Writing this in Real Time early New Year’s Day. At precisely 12:01am, I experienced a deep sense of relief that 2025 had concluded softly without the loss of an immediate family member. I lost Rich in late 2021, my nephew who was the son of my late sister in May 2022 and my father and mother in 2023 and 2024, respectively. I did lose a beloved cousin, one of my remaining first cousin clan that once numbered 42, earlier this year.
Losses so close to one another can result in what is known as compound grief as there is no time to “properly” grieve one loss before experiencing another. It is made all the more difficult with the losses of those so closely entwined in your life in so many essential ways. I still envy those who get to gather with their familial loved ones not only during holidays, but year-round. Once-upon-a-time, that was my life, too.
In some ways, I feel those losses more strongly now. I’ve had a year of being able to at least begin to process and acknowledge them. The weight of each loss never leaves us, we just learn to carry it more efficiently.
The other day a discussion in a widow’s group turned to the subject of remaining in the home shared with one’s late spouse, or significant other. That was a subject close to my own heart because I’ve recently decided that the time has come for me to let go of the Dream House Rich and I created at the beginning of 2020 when we purchased a home in Georgia to launch our new life together. Did I mention that we’d bought that home online and only actually toured it the day of closing?

After Rich’s passing not long after, I refreshed and created my “new” version of that space and for a while, that worked. But, after a few years, despite the new paint colors and rearranged furniture, a restlessness set in and I became intriqued by a rural region of Florida, exploring towns that many native Floridians have never even heard of. I found myself drawn to the untouched natural landscape of Old Florida filled with with forests of palms, banana trees, ancient live oak, and endless miles of pastures and open land.

Two years after Rich’s passing, I found myself unexpectedly taking a two-hour drive south with my dog Quint to just take a look at a home that had caught my interest. By end-of-day, I’d made an offer that was accepted by the time I returned home. I was now the owner of a log home in rural Florida and soon after, I began a new life, with a new life partner, in what a friend once described as the middle of the middle of nowhere.

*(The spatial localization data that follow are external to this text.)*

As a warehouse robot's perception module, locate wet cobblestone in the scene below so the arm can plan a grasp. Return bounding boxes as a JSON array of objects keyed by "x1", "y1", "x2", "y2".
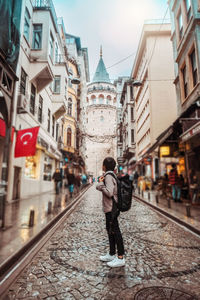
[{"x1": 4, "y1": 187, "x2": 200, "y2": 300}]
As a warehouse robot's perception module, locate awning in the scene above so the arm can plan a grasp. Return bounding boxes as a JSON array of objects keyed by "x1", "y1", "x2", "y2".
[{"x1": 180, "y1": 121, "x2": 200, "y2": 143}]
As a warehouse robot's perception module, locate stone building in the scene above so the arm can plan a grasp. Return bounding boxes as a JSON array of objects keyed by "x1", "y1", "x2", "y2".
[
  {"x1": 131, "y1": 20, "x2": 177, "y2": 179},
  {"x1": 84, "y1": 50, "x2": 117, "y2": 177}
]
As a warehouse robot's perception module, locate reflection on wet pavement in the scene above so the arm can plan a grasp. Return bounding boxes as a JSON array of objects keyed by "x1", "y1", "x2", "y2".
[{"x1": 5, "y1": 187, "x2": 200, "y2": 300}]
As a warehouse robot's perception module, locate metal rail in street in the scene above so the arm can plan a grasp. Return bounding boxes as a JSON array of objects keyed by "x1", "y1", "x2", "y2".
[{"x1": 0, "y1": 185, "x2": 91, "y2": 299}]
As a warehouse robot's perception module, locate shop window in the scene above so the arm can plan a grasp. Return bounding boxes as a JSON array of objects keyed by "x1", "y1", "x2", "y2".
[
  {"x1": 43, "y1": 156, "x2": 53, "y2": 181},
  {"x1": 38, "y1": 96, "x2": 43, "y2": 123},
  {"x1": 53, "y1": 76, "x2": 60, "y2": 94},
  {"x1": 52, "y1": 116, "x2": 55, "y2": 137},
  {"x1": 49, "y1": 33, "x2": 54, "y2": 60},
  {"x1": 24, "y1": 7, "x2": 31, "y2": 42},
  {"x1": 67, "y1": 128, "x2": 72, "y2": 146},
  {"x1": 131, "y1": 107, "x2": 134, "y2": 121},
  {"x1": 67, "y1": 98, "x2": 72, "y2": 116},
  {"x1": 56, "y1": 123, "x2": 59, "y2": 142},
  {"x1": 185, "y1": 0, "x2": 192, "y2": 22},
  {"x1": 25, "y1": 152, "x2": 39, "y2": 179},
  {"x1": 181, "y1": 65, "x2": 188, "y2": 98},
  {"x1": 20, "y1": 68, "x2": 27, "y2": 95},
  {"x1": 190, "y1": 49, "x2": 197, "y2": 86},
  {"x1": 131, "y1": 129, "x2": 134, "y2": 144},
  {"x1": 32, "y1": 24, "x2": 42, "y2": 50},
  {"x1": 30, "y1": 84, "x2": 36, "y2": 115}
]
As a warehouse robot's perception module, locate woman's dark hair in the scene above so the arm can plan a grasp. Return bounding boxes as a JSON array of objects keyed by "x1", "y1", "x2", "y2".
[{"x1": 103, "y1": 157, "x2": 116, "y2": 172}]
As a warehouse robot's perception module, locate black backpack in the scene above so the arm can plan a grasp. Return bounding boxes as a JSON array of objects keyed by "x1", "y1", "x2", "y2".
[{"x1": 106, "y1": 172, "x2": 133, "y2": 212}]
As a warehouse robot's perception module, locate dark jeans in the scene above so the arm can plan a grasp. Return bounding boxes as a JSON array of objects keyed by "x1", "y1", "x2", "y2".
[{"x1": 106, "y1": 212, "x2": 124, "y2": 256}]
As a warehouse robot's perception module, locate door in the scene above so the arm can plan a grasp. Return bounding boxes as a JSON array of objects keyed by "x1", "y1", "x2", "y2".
[{"x1": 13, "y1": 167, "x2": 21, "y2": 200}]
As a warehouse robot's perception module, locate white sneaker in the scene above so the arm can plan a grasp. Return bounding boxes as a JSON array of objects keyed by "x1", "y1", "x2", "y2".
[
  {"x1": 99, "y1": 253, "x2": 116, "y2": 261},
  {"x1": 107, "y1": 257, "x2": 125, "y2": 268}
]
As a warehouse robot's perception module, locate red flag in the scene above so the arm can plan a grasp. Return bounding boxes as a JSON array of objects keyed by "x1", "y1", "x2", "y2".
[{"x1": 15, "y1": 127, "x2": 40, "y2": 157}]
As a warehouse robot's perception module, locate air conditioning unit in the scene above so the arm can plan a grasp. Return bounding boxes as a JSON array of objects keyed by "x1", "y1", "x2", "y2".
[{"x1": 17, "y1": 94, "x2": 28, "y2": 114}]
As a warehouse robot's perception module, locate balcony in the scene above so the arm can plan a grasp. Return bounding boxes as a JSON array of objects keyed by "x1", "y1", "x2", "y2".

That lovely stucco ranch home in Georgia I nicknamed Villa Haven, and my new home in Florida, I now call Crescent Haven, are both so different from my Jersey roots. A different kind of haven for what is needed in the moment.
My move here was bold and unplanned, but I figured I always had my former home as back up. But, now with a new year ramping up, I’ve made some decisions. As I’ve learned, however, we can make those decisions, and launch our plans, but the universe ultimately shapes those directives. I will wait and see what becomes of my well thought out plans. Last year, when I took steps to sell that home, I ended up renting to a family in need of a haven after fire had damaged their home. We can’t even begin to imagine how the events affecting the lives of people we don’t even know can so unexpectedly impact our own.

In all of this action, I sat down the other day and counted seven real estate transactions in four states in which I’ve presided over during a chaotic five year period. I’ve learned so much about probate, laws and real estate ventures for better or worse. Although I stated that 2026 will be a year of “rest”, I know there could be all kinds of new havens on the horizon. I can’t wait to meet them. I go out into the world each day with the encouraging presence of those who are still with me in spirit.

May the new year bring challenges that you can meet as well, and paths to unexpected havens for a safe place to land. It never hurts to just “take a look.”